1. Field of the Invention
The present invention relates to a method utilized in a wireless communication and communication device thereof, and more particularly, to a method of reconfiguring parameters of a radio link control layer and parameters of related logical channels in a wireless communication system and communication device thereof
2. Description of the Prior Art
A long-term evolution (LTE) system, initiated by the third generation partnership project (3GPP), is now being regarded as a new radio interface and radio network architecture that provides a high data rate, low latency, packet optimization, and improved system capacity and coverage. In the LTE system, an evolved universal terrestrial radio access network (E-UTRAN) includes a plurality of evolved Node-Bs (eNBs) and communicates with a plurality of mobile stations, also referred as user equipments (UEs).
A radio interface protocol of the LTE system includes three layers: the Physical Layer (L1), the Data Link Layer (L2), and the Network Layer (L3), wherein a control plane of L3 is a Radio Resource Control (RRC) layer, and L2 is further divided into a Packet Data Convergence Protocol (PDCP) layer, a Radio Link Control (RLC) layer and a Medium Access Control (MAC) layer.
The main services and functions of the RLC layer include Transfer of upper layer PDUs; Error Correction through ARQ (only for Acknowledged Mode data transfer); Concatenation, segmentation and reassembly of RLC SDUs (only for Unacknowledged Mode and Acknowledged Mode data transfer); Re-segmentation of RLC data PDUs (only for Acknowledged Mode data transfer); In sequence delivery of upper layer PDUs (only for Unacknowledged Mode and Acknowledged Mode data transfer); Duplicate detection (only for Unacknowledged Mode and Acknowledged Mode data transfer); Protocol error detection and recovery; RLC SDU discard (only for Unacknowledged Mode and Acknowledged Mode data transfer); and RLC re-establishment.
Various RLC layer parameters, such as timers and counters, are employed for the abovementioned functions/services and are configured or reconfigured by the RRC layer. In RRC (re)configuration, the RLC layer parameters are grouped into a “RLC-Config” information element (IE) that can refer to a document 3GPP TSG-RAN2 Meeting #65 R2-091971.
Logical channel are used for the RLC layer to communicate with the MAC layer. For arrangement of data priority and amount, each logical channel is configured with parameters related to transmission priority and a prioritized bit rate. Various logical channel parameters are also configured or reconfigured by the RRC layer and grouped into a “LogicalChannelConfig” IE that can refer to the document 3GPP TSG-RAN2 Meeting #65 R2-091971.

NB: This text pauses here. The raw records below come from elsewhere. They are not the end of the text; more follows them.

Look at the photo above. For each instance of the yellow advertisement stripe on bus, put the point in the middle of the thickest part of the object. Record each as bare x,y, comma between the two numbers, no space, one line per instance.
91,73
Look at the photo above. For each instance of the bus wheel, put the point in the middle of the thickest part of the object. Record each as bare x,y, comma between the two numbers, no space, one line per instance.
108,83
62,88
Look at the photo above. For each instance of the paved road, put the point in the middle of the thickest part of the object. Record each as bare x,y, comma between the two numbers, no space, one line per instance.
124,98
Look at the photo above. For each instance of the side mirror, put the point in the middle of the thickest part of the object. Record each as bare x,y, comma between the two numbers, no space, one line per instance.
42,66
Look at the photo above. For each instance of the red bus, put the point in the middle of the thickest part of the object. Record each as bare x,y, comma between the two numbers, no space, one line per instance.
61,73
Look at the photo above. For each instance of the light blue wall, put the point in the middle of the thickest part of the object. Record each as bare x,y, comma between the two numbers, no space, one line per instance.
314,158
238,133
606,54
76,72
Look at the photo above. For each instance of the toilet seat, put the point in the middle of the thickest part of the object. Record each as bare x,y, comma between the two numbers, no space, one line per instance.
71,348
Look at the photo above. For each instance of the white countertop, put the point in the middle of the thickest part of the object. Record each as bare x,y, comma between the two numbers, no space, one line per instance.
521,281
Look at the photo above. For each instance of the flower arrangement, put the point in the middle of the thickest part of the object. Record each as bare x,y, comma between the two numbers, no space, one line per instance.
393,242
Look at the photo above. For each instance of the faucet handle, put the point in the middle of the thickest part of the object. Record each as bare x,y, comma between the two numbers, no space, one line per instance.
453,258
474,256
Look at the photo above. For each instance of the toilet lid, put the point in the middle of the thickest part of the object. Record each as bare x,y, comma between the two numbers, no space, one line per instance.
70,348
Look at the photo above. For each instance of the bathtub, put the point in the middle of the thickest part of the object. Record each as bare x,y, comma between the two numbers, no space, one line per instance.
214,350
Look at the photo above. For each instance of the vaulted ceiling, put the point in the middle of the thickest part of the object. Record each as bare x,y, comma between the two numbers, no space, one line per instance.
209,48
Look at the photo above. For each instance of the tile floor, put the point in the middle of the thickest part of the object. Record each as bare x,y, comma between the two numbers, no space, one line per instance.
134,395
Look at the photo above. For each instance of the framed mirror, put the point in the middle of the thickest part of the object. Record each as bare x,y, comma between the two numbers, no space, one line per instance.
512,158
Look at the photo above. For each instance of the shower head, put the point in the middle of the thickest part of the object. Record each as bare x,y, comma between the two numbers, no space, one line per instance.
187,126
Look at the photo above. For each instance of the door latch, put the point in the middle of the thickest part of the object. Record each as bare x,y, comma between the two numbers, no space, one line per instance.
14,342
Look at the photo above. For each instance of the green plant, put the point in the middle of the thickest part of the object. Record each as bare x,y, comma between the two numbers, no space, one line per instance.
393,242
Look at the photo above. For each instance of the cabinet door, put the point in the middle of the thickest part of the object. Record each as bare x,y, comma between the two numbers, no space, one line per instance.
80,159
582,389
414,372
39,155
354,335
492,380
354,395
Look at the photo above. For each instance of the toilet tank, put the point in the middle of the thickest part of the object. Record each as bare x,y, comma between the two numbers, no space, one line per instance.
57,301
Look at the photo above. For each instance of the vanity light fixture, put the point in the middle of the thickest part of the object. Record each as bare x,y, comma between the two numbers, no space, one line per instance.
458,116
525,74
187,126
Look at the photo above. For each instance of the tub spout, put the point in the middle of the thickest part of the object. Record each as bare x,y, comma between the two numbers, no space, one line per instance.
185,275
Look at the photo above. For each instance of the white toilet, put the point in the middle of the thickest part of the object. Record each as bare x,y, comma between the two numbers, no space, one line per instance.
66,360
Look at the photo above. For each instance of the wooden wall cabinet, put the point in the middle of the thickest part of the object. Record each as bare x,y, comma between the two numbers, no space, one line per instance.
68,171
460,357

The abovementioned RLC layer parameters and logical channel parameters are considered RLC-related parameters herein. The UE starts using a reconfigured value of a RLC parameter when the RLC parameter is reconfigured by the upper layer. Furthermore, the UE may receive the “RLC-Config” or “LogicalChannelConfig” IE when the RLC-related parameters are in use. In this situation, the UE immediately uses the reconfigured value on the in-use RLC-related parameter. However, changing a value of the in-use RLC-related parameter can cause UE system failure or impacts communication system performance.
For example, a RLC counter configured with a maximum value M1 is in a counting state for a RLC procedure. During the counting of the RLC counter, the UE receives reconfiguration indicating a new maximum value M2 for the RLC counter. If M2>M1 and the UE immediately replaces M1 with M2, the RLC counter becomes being allowed to count up to M2 for the RLC procedure. Performance of the RLC procedure is affected. Improper maximum value setting can cause RLC errors.